The false position in which the Red party has been forced, and the advantage given by the new election to the Ordermongers, is fully shown by the names of the two opposing candidates. The red candidate, Eugene Sue, is an excellent representative of that well-meaning, "soft sawder", sentimental shopocrat-socialism, which, far from recognising the revolutionary mission of the proletarians, would rather mock-emancipate them by the benevolent patronage of the petty trading class. As a political man, Eugene Sue is a nullity; as a demonstration, his nomination is a step backwards from the position conquered on the 10th of March. But it must be confessed, that if sentimental socialism is to have the honour of the day, his name is the most popular to be put forward, and he has a great chance to be elected.
The Ordermongers, on the other side, have so far recovered, that they now oppose to Eugene Sue, whose name signifies nothing or very little, a name which signifies everything--M. Leclerc, the bourgeois Lacedemonian of the insurrection of June. Leclerc is a direct reply to Deflotte, and a direct provocation to the working men, more direct than any other name could possibly be. Leclerc, candidate for Paris--that is a repetition of the words of General d'Hautpoul:--"Now, gentlemen, whenever you please to descend into the streets, we are ready!"

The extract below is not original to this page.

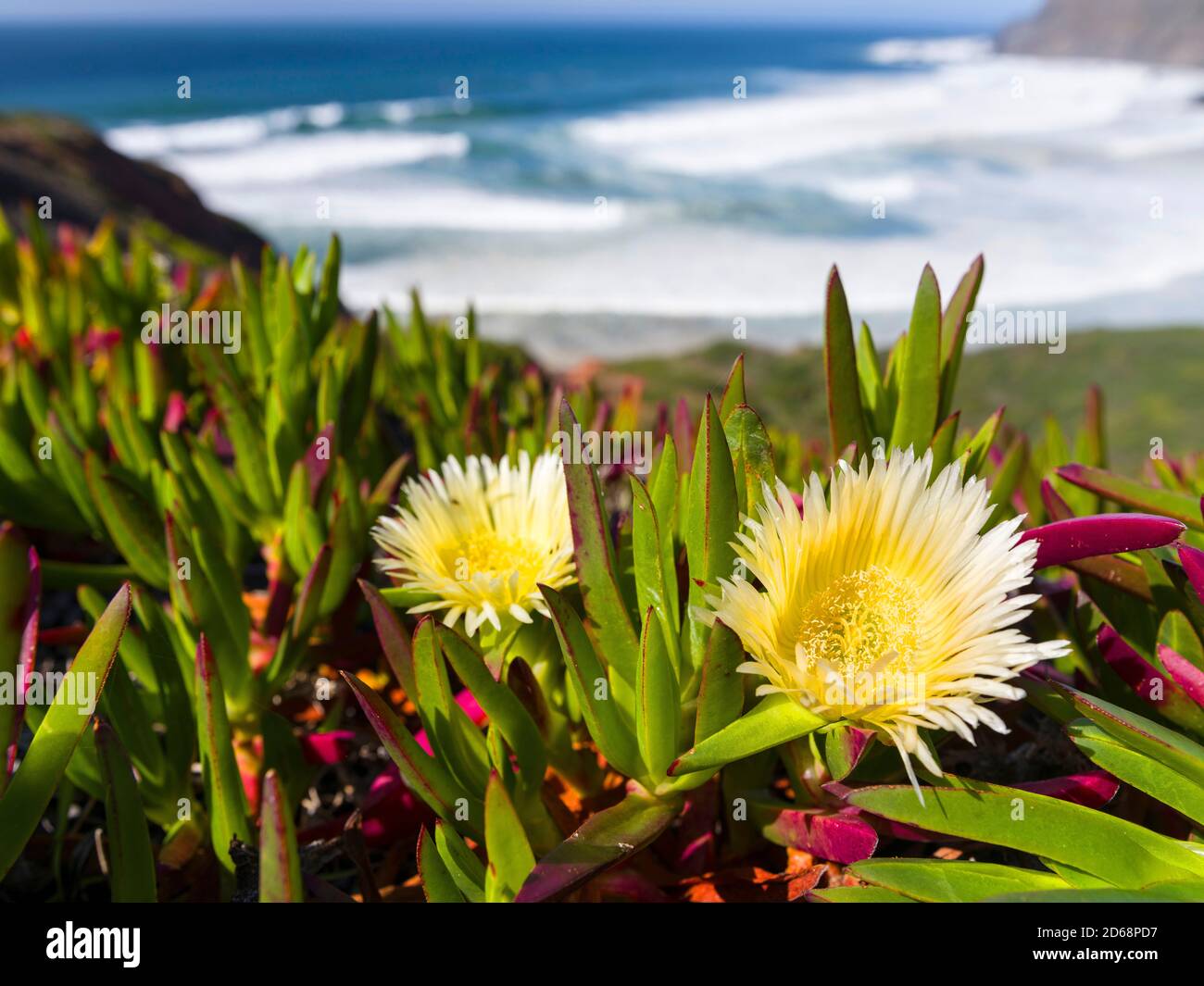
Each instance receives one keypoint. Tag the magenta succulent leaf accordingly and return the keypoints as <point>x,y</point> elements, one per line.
<point>1192,559</point>
<point>1094,789</point>
<point>1084,537</point>
<point>839,838</point>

The repeated election in Paris, as you see, offers no advantage, but, on the contrary, has already put to a great deal of disadvantage the proletarian party. But there is another fact to be noticed. The election of the 10th of March was carried under the old list; that of the 28th of April is to come off under the new revised list of voters for 1850, which came into force on the 1st of April; and in this revised list there are from twenty to thirty thousand working men struck off under various pretexts.
However, even if this time the Ordermongers obtain a small majority, they will not be the gainers. The fact remains, that, with universal suffrage, they can no longer govern France. The fact remains, that the army is largely infected with socialism, and only awaits an occasion for open rebellion. The fact remains, that the working people of Paris are in better spirits than ever for putting an end to the present state of things. Never before did they come out so openly as they have done this time in the electoral meetings, till they were suppressed. And the government, forced to attack universal suffrage, will thereby give the people an occasion for a combat, in which there is for the proletarians the certainty of victory.
46 Bourgeois Lacedemonian is an ironical nickname for the Paris businessman and member of the National Guard Alexandre Leclerc who was awarded the Legion of Honour for his part, together with his sons, in suppressing the June 1848 insurrection of Paris workers.